Mechanically, both the 250 GT PF Cabriolet and Coupe were considerably improved, with their updated Colombo-derived, 3.0-liter V-12 engine delivering 240 bhp. Race-bred stopping power was achieved with four-wheel disc brakes, and 16” Borrani wire wheels were standard. At once elegant and capable, the 250 GT Series II Cabriolet delivered electrifying performance with acceleration from rest to 60 mph in under seven seconds and a top speed of 140 mph. Of particular significance, the 250 GT Series II Cabriolet was the last convertible offered by Ferrari until 1965.
This compelling example, chassis 2135 GT, is documented by Ferrari historians Hilary A. Raab and Marcel Massini as the 91st of the 201 examples built. The chassis frame was delivered to Pinin Farina for its body and interior on July 29, 1960, with the final assembly completed on October 4. Factory-finished in Sabbia Sahara (Sahara Sand) over Pelle Rosso (Red Leather), 2135 GT was shipped to the US, where it was purchased new from Luigi Chinetti Motors by Frank Carter, a resident of Waterloo, Ontario, Canada. In February 1973, 2135 GT was purchased by John Granik, the prolific Canadian film and television actor. Fellow Ontarian Joseph Shlesinger acquired the glamorous Cabriolet in 1977, and went on to be the Ferrari’s long-term custodian.
In 2014, Mr.
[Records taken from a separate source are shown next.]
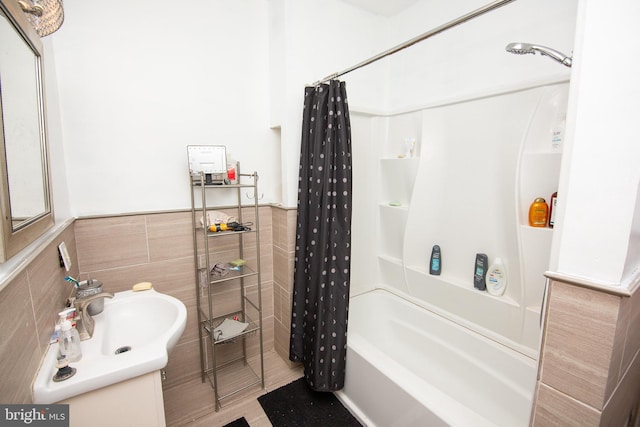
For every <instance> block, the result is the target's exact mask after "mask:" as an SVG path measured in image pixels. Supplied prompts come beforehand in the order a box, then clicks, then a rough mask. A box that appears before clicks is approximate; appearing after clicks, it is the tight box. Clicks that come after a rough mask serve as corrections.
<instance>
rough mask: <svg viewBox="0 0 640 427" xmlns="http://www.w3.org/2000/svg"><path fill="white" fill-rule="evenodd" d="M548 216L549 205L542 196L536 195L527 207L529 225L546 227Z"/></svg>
mask: <svg viewBox="0 0 640 427" xmlns="http://www.w3.org/2000/svg"><path fill="white" fill-rule="evenodd" d="M548 217H549V205H547V202H546V201H545V200H544V199H543V198H542V197H538V198H537V199H535V200H534V201H533V203H531V206H530V207H529V225H530V226H532V227H546V226H547V218H548Z"/></svg>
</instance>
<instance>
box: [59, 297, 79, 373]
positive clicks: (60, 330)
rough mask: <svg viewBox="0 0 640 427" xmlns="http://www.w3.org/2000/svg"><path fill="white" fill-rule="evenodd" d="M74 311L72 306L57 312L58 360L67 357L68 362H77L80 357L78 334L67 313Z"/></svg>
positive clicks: (64, 358)
mask: <svg viewBox="0 0 640 427" xmlns="http://www.w3.org/2000/svg"><path fill="white" fill-rule="evenodd" d="M73 312H75V309H74V308H71V309H67V310H64V311H61V312H60V313H58V316H59V319H58V325H59V327H60V331H59V332H58V334H59V335H58V360H61V359H67V360H68V361H69V362H77V361H78V360H80V359H81V358H82V348H81V347H80V334H79V333H78V330H77V329H76V328H74V327H73V325H72V324H71V321H70V320H69V315H70V314H72V313H73Z"/></svg>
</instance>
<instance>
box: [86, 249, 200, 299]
mask: <svg viewBox="0 0 640 427" xmlns="http://www.w3.org/2000/svg"><path fill="white" fill-rule="evenodd" d="M82 274H83V275H87V274H90V275H91V277H92V278H94V279H98V280H100V281H102V283H103V287H104V290H105V291H107V292H120V291H128V290H130V289H131V287H132V286H133V285H134V284H136V283H138V282H151V283H152V284H153V287H154V288H155V289H156V290H157V291H158V292H162V293H166V294H169V295H171V296H174V297H176V298H178V299H180V300H188V299H193V298H195V297H196V294H195V285H194V282H195V273H194V270H193V259H192V258H190V257H188V258H179V259H174V260H167V261H160V262H154V263H144V264H138V265H134V266H124V267H114V268H110V269H104V270H91V271H83V272H82Z"/></svg>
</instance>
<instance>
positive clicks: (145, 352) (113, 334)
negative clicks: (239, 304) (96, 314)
mask: <svg viewBox="0 0 640 427" xmlns="http://www.w3.org/2000/svg"><path fill="white" fill-rule="evenodd" d="M114 295H115V296H114V297H113V298H111V299H108V298H106V299H105V300H104V310H103V312H102V313H100V314H97V315H95V316H93V319H94V320H95V328H94V331H93V337H92V338H91V339H88V340H85V341H82V342H81V347H82V359H81V360H80V361H78V362H74V363H71V364H70V366H71V367H73V368H76V370H77V372H76V374H75V375H74V376H73V377H71V378H69V379H67V380H65V381H62V382H57V383H56V382H53V379H52V378H53V376H54V375H55V373H56V371H57V369H56V367H55V364H56V354H57V351H58V344H52V345H50V346H49V348H48V349H47V353H46V355H45V357H44V360H43V362H42V366H41V367H40V370H39V371H38V375H37V376H36V379H35V382H34V384H33V403H36V404H48V403H55V402H59V401H61V400H64V399H67V398H69V397H73V396H77V395H79V394H82V393H86V392H88V391H92V390H96V389H99V388H102V387H106V386H108V385H111V384H115V383H118V382H120V381H125V380H128V379H130V378H134V377H137V376H139V375H143V374H147V373H149V372H153V371H157V370H158V369H162V368H164V367H165V366H166V365H167V361H168V357H169V352H170V351H171V350H172V349H173V347H175V345H176V343H177V342H178V339H179V338H180V336H181V335H182V332H184V328H185V325H186V323H187V309H186V308H185V306H184V304H183V303H182V302H181V301H180V300H178V299H176V298H174V297H171V296H169V295H165V294H161V293H159V292H156V291H155V290H153V289H151V290H147V291H139V292H133V291H125V292H118V293H116V294H114Z"/></svg>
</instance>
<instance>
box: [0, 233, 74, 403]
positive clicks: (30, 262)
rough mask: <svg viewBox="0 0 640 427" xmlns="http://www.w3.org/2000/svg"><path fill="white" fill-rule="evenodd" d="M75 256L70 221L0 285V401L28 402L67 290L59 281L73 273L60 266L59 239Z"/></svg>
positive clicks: (26, 402) (69, 290)
mask: <svg viewBox="0 0 640 427" xmlns="http://www.w3.org/2000/svg"><path fill="white" fill-rule="evenodd" d="M62 241H64V242H65V243H66V246H67V249H68V251H69V255H70V256H71V259H72V260H76V259H77V256H76V254H77V251H76V245H75V234H74V229H73V224H71V225H69V226H68V227H67V228H65V229H64V230H62V232H61V233H60V234H59V235H58V236H57V237H56V238H55V239H54V240H53V241H52V242H50V243H48V244H47V245H46V246H45V247H44V248H43V249H42V250H41V252H40V253H39V254H38V255H37V256H36V257H35V259H33V260H32V261H31V262H29V263H28V265H27V266H26V267H25V268H24V269H23V270H21V271H19V272H18V273H17V275H16V276H15V277H14V278H13V279H11V280H10V281H9V282H8V283H7V285H6V286H5V287H4V289H2V291H0V325H1V326H0V376H1V377H2V381H0V402H1V403H3V404H11V403H16V404H19V403H30V402H31V384H32V382H33V379H34V377H35V374H36V372H37V370H38V367H39V366H40V360H41V359H42V357H43V356H44V354H45V352H46V350H47V346H48V345H49V337H50V336H51V333H52V332H53V325H54V324H55V321H56V320H57V318H58V312H59V311H60V310H61V309H62V308H63V307H64V303H65V301H66V300H67V298H68V297H69V295H70V294H71V291H72V287H71V285H70V284H69V283H68V282H65V281H64V278H65V276H66V275H67V274H70V275H72V276H77V275H78V263H77V262H74V265H73V267H72V269H71V271H70V272H69V273H67V271H66V270H65V269H64V268H62V267H60V262H59V257H58V244H59V243H60V242H62Z"/></svg>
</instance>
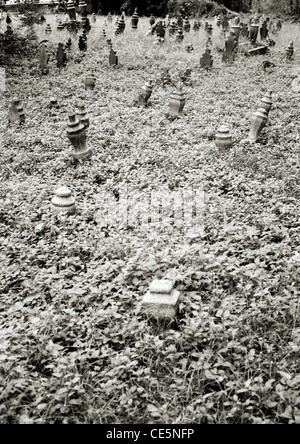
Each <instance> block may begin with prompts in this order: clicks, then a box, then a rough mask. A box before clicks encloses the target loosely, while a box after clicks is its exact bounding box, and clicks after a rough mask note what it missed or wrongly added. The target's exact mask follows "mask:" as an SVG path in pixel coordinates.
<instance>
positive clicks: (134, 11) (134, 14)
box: [131, 8, 155, 29]
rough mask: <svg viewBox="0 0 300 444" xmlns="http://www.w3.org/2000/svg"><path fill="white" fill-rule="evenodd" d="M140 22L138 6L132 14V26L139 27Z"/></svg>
mask: <svg viewBox="0 0 300 444" xmlns="http://www.w3.org/2000/svg"><path fill="white" fill-rule="evenodd" d="M154 21H155V20H154ZM138 22H139V15H138V12H137V8H135V10H134V13H133V14H132V17H131V28H132V29H137V26H138Z"/></svg>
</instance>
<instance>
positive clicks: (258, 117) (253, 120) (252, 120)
mask: <svg viewBox="0 0 300 444" xmlns="http://www.w3.org/2000/svg"><path fill="white" fill-rule="evenodd" d="M267 120H268V113H267V111H266V110H265V109H264V108H258V109H257V111H256V112H255V113H254V114H253V115H252V119H251V126H250V131H249V136H248V138H249V140H250V142H256V141H257V140H258V139H259V137H260V133H261V131H262V129H263V128H264V127H265V126H266V124H267Z"/></svg>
Shlesinger initiated the restoration of 2135 GT, with the intention of achieving premier awards. To that end, he made a significant investment before transferring the project to the renowned classic Ferrari experts at Farland Classic Restoration of Englewood, Colorado. Once there, 2135 GT received an additional $600,000 of work, with the restoration finally completed to the highest standards of detailing and authenticity, including restoration of the rare and very desirable factory hardtop. Following completion, this beautiful Series II Cabriolet debuted at the 2017 FCA Cavallino Classic, where it was judged at 97.5 points, achieving the coveted Platinum Award, plus the Wayne Obry “Excellence in Restoration” award.
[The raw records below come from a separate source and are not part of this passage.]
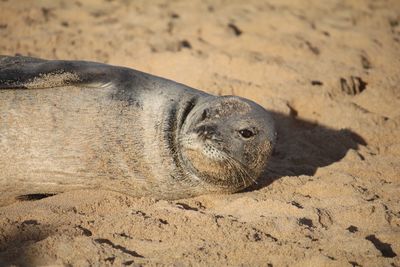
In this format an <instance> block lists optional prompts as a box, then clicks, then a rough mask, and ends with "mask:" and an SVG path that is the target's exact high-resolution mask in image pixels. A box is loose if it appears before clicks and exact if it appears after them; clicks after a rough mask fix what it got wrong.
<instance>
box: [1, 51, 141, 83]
mask: <svg viewBox="0 0 400 267" xmlns="http://www.w3.org/2000/svg"><path fill="white" fill-rule="evenodd" d="M132 74H133V75H132ZM132 76H137V75H134V71H133V70H130V69H128V68H122V67H114V66H109V65H106V64H101V63H94V62H87V61H64V60H43V59H38V58H32V57H23V56H15V57H13V56H0V89H39V88H41V89H42V88H43V89H44V88H54V87H62V86H68V85H76V86H84V87H97V88H98V87H108V86H111V85H113V84H114V85H119V84H121V83H126V82H129V81H131V80H132V78H135V77H132Z"/></svg>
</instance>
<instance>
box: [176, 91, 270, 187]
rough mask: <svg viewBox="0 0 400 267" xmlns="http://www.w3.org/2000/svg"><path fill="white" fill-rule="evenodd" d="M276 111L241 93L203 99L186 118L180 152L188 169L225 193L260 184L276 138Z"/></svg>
mask: <svg viewBox="0 0 400 267" xmlns="http://www.w3.org/2000/svg"><path fill="white" fill-rule="evenodd" d="M275 136H276V133H275V127H274V122H273V120H272V117H271V115H270V114H269V113H268V112H267V111H266V110H265V109H264V108H262V107H261V106H259V105H258V104H256V103H254V102H252V101H250V100H247V99H243V98H240V97H236V96H223V97H217V98H213V99H212V100H211V101H210V100H209V99H208V101H205V102H203V103H199V104H198V105H196V107H195V108H194V109H193V110H192V111H191V112H190V114H189V115H188V117H187V118H186V120H185V122H184V124H183V126H182V128H181V133H180V140H179V145H180V150H181V154H182V159H183V162H184V164H185V165H186V167H187V168H188V169H189V170H190V171H191V173H193V174H194V175H195V176H196V177H197V178H198V179H201V180H203V181H204V182H205V183H207V184H210V185H211V186H212V187H214V188H215V187H217V188H218V190H219V191H220V192H235V191H238V190H241V189H244V188H246V187H248V186H250V185H251V184H253V183H255V182H256V180H257V179H258V178H259V177H260V175H261V174H262V172H263V171H264V169H265V167H266V163H267V161H268V159H269V158H270V156H271V153H272V149H273V145H274V142H275Z"/></svg>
Certainly, 2135 GT is unreservedly one of the finest restored examples of its rare breed in existence and available today, retaining exemplary factory authenticity throughout. According to its Ferrari Classiche Red Book, 2135 GT retains its factory-original tipo 128F outside-plug 3.0-liter V-12 engine and original four-speed gearbox with overdrive. The sophisticated Pinin Farina coachwork features excellent gaps and shut lines, outstanding paint quality, and show-quality chrome and brightwork. Fine details include correct Marchal headlamps, windshield-wiper arms with correct stampings, proper lettering and emblems, and of course, a striking set of Borrani wire wheels. The functional yet luxurious interior features supple leather upholstery with correct piping and tufted pleats, complemented by correct low-pile carpeting.
Superbly presented throughout, 2135 GT is Ferrari Classiche certified as retaining factory-original mechanical components and includes the Classiche Red Book detailing its attributes. Desirable accompanying items include its restored hardtop, concours tool roll, books and manuals in a correct folio, and a green leaflet-type sales brochure. Beautifully restored and presented, the offering of 2135 GT is a rare and exciting occasion for Ferrari collectors and enthusiasts alike. While eminently ready to grace the concours lawn as desired, it stands ready to deliver an unforgettable experience in its natural element – the open road.